Die Farben des Regenbogens

von Ernst Peter Fischer

Ernst Peter Fischer
Die Farben des Regenbogens
 
So könnte man endlos weiterfragen, um dem oftmals prachtvollen Farbenspiel der Dinge auf die Schliche zu kommen, mit dem sich das wissenschaftliche Denken spätestens seit den Tagen von Isaac Newton zu Beginn des 18. Jahrhunderts methodisch beschäftigt. Damals lenkte der englische Physiker einen weißen Strahl, der vom Himmel in sein Zimmer kam, auf ein Prisma, aus dem ein Spektrum an Farben heraustrat.
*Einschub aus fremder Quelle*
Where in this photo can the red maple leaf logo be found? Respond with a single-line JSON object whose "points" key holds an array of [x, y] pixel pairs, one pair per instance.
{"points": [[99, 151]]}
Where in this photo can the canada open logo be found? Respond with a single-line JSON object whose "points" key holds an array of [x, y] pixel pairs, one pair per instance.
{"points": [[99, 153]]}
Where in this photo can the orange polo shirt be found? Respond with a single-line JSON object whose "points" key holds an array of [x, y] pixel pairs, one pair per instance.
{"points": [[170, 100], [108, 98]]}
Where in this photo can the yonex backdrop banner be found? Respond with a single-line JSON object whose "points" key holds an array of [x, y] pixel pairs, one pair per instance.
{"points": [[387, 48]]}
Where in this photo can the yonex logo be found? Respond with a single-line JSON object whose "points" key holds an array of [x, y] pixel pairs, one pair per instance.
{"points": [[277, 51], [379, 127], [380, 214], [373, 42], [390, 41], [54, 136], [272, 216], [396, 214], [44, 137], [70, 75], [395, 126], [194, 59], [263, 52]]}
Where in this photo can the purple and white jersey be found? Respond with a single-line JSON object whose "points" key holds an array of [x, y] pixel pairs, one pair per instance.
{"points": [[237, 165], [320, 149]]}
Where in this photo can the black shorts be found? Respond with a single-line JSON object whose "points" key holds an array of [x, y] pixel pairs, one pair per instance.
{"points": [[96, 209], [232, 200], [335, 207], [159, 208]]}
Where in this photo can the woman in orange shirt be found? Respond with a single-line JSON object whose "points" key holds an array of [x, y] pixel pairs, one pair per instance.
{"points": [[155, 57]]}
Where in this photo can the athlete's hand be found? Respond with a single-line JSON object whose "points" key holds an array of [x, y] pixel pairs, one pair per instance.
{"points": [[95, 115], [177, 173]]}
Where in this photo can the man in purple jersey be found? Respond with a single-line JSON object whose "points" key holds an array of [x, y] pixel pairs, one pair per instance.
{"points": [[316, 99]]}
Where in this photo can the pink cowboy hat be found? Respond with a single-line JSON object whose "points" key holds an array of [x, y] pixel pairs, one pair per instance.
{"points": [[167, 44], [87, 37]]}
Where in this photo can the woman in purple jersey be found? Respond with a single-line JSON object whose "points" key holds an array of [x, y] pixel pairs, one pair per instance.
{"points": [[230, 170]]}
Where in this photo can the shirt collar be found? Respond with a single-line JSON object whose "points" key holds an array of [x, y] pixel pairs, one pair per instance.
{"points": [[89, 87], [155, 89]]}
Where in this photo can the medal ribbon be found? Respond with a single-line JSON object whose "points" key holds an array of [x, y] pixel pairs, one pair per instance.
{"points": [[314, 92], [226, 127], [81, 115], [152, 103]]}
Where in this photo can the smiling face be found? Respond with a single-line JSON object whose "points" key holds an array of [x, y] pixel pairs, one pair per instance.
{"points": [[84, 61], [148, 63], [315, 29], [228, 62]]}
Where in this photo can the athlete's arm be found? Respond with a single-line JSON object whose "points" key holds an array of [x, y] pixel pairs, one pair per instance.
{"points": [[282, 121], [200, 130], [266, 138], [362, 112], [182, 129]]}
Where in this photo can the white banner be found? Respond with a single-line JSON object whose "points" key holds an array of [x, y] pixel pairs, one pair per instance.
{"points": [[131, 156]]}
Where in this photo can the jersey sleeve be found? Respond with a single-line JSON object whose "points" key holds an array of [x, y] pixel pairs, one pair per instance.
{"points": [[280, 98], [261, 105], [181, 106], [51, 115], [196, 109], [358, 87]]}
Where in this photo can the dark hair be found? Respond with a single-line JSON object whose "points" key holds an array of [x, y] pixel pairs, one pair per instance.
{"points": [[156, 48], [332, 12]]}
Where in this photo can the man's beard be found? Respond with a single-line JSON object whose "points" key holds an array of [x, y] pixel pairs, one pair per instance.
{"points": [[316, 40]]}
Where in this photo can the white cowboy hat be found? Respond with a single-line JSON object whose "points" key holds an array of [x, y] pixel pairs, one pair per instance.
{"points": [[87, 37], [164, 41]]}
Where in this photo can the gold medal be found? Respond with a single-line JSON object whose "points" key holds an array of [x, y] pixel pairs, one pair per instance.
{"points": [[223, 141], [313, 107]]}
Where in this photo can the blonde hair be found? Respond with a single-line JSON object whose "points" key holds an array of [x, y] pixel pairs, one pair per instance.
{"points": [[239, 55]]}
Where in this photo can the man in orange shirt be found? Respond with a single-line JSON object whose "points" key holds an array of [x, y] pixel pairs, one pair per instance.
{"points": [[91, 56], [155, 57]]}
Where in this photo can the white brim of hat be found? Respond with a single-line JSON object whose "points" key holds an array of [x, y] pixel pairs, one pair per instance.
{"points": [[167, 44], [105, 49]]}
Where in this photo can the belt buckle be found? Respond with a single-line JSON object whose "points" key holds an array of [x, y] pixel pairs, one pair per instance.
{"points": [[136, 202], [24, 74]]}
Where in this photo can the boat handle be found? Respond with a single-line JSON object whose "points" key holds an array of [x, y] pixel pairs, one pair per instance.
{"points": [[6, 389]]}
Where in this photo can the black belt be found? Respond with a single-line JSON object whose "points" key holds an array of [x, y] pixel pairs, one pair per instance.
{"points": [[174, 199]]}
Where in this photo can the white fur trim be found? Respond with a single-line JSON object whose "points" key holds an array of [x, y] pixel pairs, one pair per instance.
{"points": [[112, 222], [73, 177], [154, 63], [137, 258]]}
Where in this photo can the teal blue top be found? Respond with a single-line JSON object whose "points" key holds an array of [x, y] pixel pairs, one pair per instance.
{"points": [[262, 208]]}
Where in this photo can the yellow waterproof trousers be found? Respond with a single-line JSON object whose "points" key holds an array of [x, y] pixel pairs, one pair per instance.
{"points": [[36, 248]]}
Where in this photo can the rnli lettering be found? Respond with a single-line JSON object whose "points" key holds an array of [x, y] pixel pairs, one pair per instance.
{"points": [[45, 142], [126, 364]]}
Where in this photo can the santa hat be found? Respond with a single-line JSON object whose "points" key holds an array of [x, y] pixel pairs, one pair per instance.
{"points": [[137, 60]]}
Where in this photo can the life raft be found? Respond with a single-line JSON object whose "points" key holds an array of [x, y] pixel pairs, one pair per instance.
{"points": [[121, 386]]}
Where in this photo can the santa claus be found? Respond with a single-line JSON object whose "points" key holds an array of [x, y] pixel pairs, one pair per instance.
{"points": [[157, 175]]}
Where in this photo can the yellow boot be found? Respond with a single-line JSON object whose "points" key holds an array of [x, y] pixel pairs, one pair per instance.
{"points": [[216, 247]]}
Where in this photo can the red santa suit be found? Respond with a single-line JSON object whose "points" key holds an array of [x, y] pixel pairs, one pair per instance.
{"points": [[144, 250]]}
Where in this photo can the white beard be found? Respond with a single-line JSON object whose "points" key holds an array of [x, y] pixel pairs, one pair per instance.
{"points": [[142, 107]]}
Newton kam zu dem Schluß, daß sich in dem natürlichen Sonnenlicht die bunte Welt verbirgt, die zum Beispiel ein Regenbogen zeigt. Das geometrische Farbenspiel am Himmel hat Menschen zu allen Zeiten fasziniert, und es ist häufig als Zeichen der Götter gedeutet oder als etwas verstanden worden, das zwischen der dies- und der jenseitigen Welt vermittelt. Daß sich die Farben des Himmelsbogens nur in Verbindung mit Regentropfen oder Wasser in anderer Form zeigen, hat früh zu Überlegungen geführt, daß das eindrucksvolle Spektrum sich den physikalischen Prozessen in den Wassertröpfchen verdankt. In Schulbüchern werden Brechung und Beugung unterschieden. Wenn ein weißer Lichtstrahl auf eine Wasseroberfläche oder einen Glaskörper trifft, wird er bei seinem Eintritt abgelenkt oder gebrochen. Jeder Farbanteil erfährt seine spezifische Umleitung (wobei das genaue Geschehen geheimnisvoll bleibt). Die Lichtbrechung erlaubte es Newton, mit Hilfe eines Prismas die spektrale Fülle der Farben zu generieren und mit ihr die Erklärung des Regenbogens zu versuchen. Man muß dazu im Detail verfolgen, wie sich Lichtstrahlen durch und in Wassertröpfchen bewegen, worauf hier verzichtet wird.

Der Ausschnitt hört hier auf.